The first Bible I ever used with any regularity was an NIV. The small Christian school that I attended in first through fourth grade allowed us to memorize Scripture from either the NIV or the KJV, and I went with the NIV since it was the pew Bible at my church. When I was in high school and began to get “serious” about Bible study, I made the switch over to the NASB. I also used other translations, including the NIV, NKJV, and KJV. In the church circles I was running in, literal was best. And it didn’t get more literal than the NASB.
I got a lot of mileage out of the NASB, and in fact I still have the leatherbound, ultrathin reference edition that my future wife gave me for my birthday in 1998, all marked up from my first couple of years in Bible college.
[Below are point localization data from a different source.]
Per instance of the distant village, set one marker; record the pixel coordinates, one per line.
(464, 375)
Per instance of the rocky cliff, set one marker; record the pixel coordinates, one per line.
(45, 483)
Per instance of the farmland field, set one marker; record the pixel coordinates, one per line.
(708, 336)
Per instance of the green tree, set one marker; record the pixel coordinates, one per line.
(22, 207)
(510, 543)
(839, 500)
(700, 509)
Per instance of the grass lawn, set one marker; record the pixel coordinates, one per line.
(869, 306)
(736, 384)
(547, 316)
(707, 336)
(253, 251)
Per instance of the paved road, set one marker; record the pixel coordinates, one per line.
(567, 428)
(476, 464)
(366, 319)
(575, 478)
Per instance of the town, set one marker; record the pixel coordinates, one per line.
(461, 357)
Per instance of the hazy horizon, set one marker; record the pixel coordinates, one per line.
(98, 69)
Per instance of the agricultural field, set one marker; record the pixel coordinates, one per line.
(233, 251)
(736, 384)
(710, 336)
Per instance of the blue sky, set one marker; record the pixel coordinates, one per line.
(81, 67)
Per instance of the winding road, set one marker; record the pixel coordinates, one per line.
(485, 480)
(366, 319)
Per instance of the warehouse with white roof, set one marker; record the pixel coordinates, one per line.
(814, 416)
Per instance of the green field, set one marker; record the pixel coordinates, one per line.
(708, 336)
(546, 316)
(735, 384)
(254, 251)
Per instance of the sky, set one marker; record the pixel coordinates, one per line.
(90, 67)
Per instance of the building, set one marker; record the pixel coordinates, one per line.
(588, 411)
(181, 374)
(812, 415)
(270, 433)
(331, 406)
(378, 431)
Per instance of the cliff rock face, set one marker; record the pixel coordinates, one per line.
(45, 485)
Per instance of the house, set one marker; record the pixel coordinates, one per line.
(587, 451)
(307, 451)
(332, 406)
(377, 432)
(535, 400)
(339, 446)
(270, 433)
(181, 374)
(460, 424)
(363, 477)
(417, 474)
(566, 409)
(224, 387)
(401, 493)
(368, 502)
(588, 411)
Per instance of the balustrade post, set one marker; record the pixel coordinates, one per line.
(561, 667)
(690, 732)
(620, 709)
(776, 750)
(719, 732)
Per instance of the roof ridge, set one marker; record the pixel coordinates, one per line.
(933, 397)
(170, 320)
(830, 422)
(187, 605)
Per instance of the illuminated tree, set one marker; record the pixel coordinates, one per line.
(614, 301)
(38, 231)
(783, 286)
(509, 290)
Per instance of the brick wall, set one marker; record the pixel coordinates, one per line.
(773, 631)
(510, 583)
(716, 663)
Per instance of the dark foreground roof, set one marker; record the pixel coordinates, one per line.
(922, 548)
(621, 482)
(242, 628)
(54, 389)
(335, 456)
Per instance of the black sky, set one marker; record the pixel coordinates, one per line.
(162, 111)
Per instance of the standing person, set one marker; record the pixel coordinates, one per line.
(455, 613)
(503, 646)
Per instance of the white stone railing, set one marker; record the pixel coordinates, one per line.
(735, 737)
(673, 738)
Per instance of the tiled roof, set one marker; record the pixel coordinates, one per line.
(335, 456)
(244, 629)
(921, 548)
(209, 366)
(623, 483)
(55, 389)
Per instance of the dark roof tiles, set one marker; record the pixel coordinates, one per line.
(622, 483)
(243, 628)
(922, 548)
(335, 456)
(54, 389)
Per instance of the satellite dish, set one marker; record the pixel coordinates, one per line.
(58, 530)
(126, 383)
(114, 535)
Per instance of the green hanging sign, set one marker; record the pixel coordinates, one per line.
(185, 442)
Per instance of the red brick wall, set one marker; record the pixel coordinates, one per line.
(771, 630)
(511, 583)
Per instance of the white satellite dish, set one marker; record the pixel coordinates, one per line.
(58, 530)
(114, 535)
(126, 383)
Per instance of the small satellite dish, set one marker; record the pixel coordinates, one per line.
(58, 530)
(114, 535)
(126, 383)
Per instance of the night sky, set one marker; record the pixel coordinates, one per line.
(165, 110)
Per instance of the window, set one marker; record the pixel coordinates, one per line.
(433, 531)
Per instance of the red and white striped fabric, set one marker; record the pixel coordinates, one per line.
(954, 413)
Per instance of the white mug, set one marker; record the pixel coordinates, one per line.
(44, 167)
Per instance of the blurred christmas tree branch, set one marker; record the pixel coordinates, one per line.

I don’t remember when I first learned about the NLT, but I do remember when my wife discovered it. She was in a study group, reading through the entire Old Testament for a survey class in our first semester at Moody Bible Institute. One of her friends had an NLT, and the group quickly decided to simply pass the NLT around rather than having everyone read from their own translation. She took note and made sure that her next Bible purchase would be an NLT. Despite her enthusiasm, I still wasn’t convinced, and I stayed with the NASB. This was in the fall of 1998, and she has been an NLT gal ever since.
The first time I actually used the NLT for more than checking a verse occasionally was in the spring of 2001, when my wife and I led an evangelistic Bible study through the Gospel of John. Everyone in our college ministry was able to invite their friends to come and read through John together, one chapter each week, to discover Jesus for themselves. We chose the NLT as our group text, and the church generously provided a complete copy of the NLT for everyone that attended the study. It was a fun, and fruitful, experience.
While we were leading this group through John, I was also flexing my new–and still somewhat awkward–Greek skills by translating through myself, along with the NLT, NASB, NIV, and D.A. Carson’s commentary. I certainly didn’t agree with the NLT everywhere, but often I found that I agreed with the NLT over against another translation in a particular reading. By the end of the 21-week session, I was quite pleased with the NLT. I still didn’t switch to it as my primary Bible translation, but I had very positive feelings about it. In fact, we used it again for a new group the next year.
Through my study of Greek, I spent a lot of time in class and on my own thinking and reading about translation and language. More and more, I became disillusioned with the way I used to read a “literal” translation, under the impression that I had virtually unfettered access to the Greek and Hebrew original. As a result, I was “converted,” and became a very strong advocate of dynamic equivalency. I returned “home” to the NIV, looking forward to the publication of the TNIV.
At this point, I went through a stage in my journey where I was harshly critical of more formal translations. I took every opportunity to criticize the “poor English” of the NASB. I was vocally critical of the “essentially literal” argument surrounding the (then) new ESV. This was a time when my voice was changing, and I probably should have kept my mouth shut.
In retrospect, I realize that the problem was with the way I had understood the NASB, not the translation itself. I was overconfident in the ability of any English translation to give me a transparent view of the original text, right down to words and grammar. I took my erroneous assumptions about how to use such a translation and compounded the error by blaming the translation itself.
I was just getting settled with using the TNIV when I became aware of an open position on the Bible editorial team here at Tyndale House Publishers. My wife had been using the NLT as her primary Bible (and therefore my secondary Bible) for several years, and so I was excited by the opportunity. I came in for my interview and was surprised to learn that the NLT had received a facelift. In 2004, a second edition had been released, of which my wife and I were completely unaware. We had been reading the 1996 edition. I left that interview with a copy of the new edition and burgeoning interest in the NLT.
I went home that afternoon and spent several hours poring over the NLT second edition: comparing specific passages with the 1996 edition (and my TNIV), reading Galatians straight through, checking individual verses against the Greek and Hebrew, noticing that poetry was now set as poetry, etc. I was impressed. It seemed like every verse had been gone over with a fine-toothed comb and improved where necessary. Whether I got the job or not, I became an “NLT guy” on that day.
The picture on this post is of my Bible shelf at work, and you can probably identify several of the Bibles I mentioned thoughout the post. I carry an NLT and my Reader’s Greek NT to church with me on most Sundays (so they’re not in the picture), but I also make regular use of the NRSV, I listen the the TNIV on my iPod, and I read the KJV in my pocket edition of the 1662 Book of Common Prayer. So even if I am an NLT guy, I’m not an NLT-Only guy.